If audience tracking surveys are correct, “Sex and the City 2” will become the very first chick flick — sorry, female-driven movie — to come in at No. 1 over the Memorial Day weekend. The first “Sex and the City” opened on May 30, 2008 — the weekend after Memorial Day — to a surprisingly robust $57 million. Forecasters are predicting the new flick, which opened last midnight, will collect somewhere in the mid-80 millions by the end of the day on Monday, with a four-day gross in the mid-60s.
This would be despite many mocking reviews, though the tally at Rotten Tomatoes, in the single-digits yesterday, today climbed to 17 percent positive reviews (10 percent among top critics). Most prominent among them is the 2.5 star (out of four) notice by the venerable Carrie Rickey at the Philadelphia Inquirer. She calls it “a champagne cocktail on a runaway train — fizzy, sparkly, giddy-making, and splashing all over the place.” My colleague Kyle Smith dismissed it with one star in a withering pan published yesterday.

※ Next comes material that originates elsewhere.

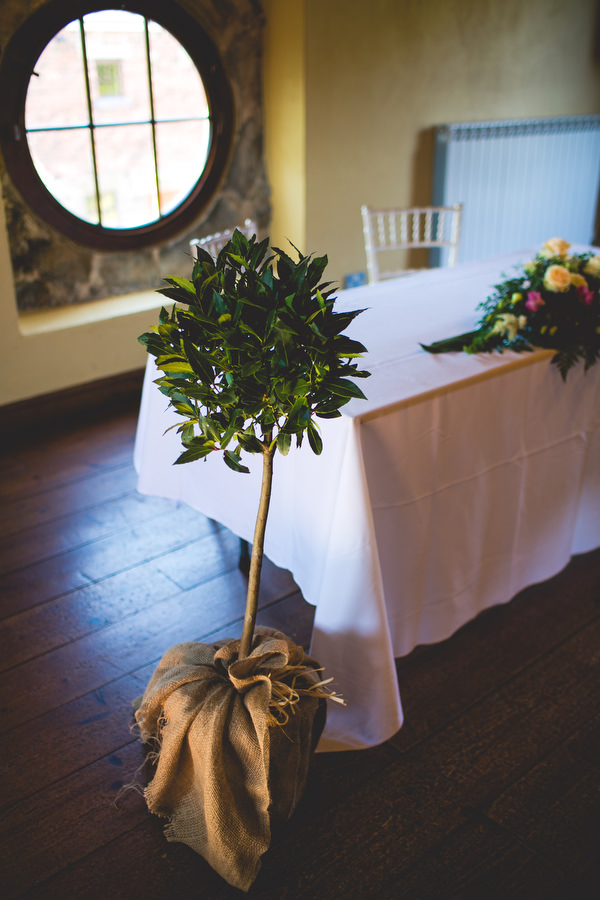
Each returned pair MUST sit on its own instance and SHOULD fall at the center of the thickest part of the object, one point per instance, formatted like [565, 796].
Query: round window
[117, 123]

Over at Metacritic, which converts reviews mostly from us dead-trees types to a 100-point scale, “SATC 2” is averaging a 33. The biggest booster listed there is one Gail Pennington of the St. Louis Post-Dispatch, with 75 points (3 stars out of four). “Sex and the City 2 will never be compared to “The Godfather, Part II,.’ ‘ she writes almost apologetically. “But it’s everything a fan could want in a sequel.”
“SATC 2” is going up against Disney and Jerry Bruckheimer’s video-game spinoff “Prince of Persia: The Sands of Time,” which got off to a rocky $18 million start last weekend when it opened overseas in 19 different countries. Reviews are running 50 percent favorable at Rotten Tomatoes; my two-star notice will be up on Friday. Expectations are for a four-day haul in the mid-40s, or about $20M behind those “SATC 2” ladies.
If predictions materialize, Carrie and Co.’s latest adventure would also be the top grossing R-rated film ever to open over Memorial Day weekend by a wide measure. That record has been held since 1993 by the Sylvester Stallone vehicle “Cliffhanger” with $20.5M. And the previous top-grossing chick flick bowing over the frame? Miss Julia Roberts in “Notting Hill,” which collected $27.7 million back in 1999, a very distant No. 2 to “Star Wars Episode I: The Phantom Menace.”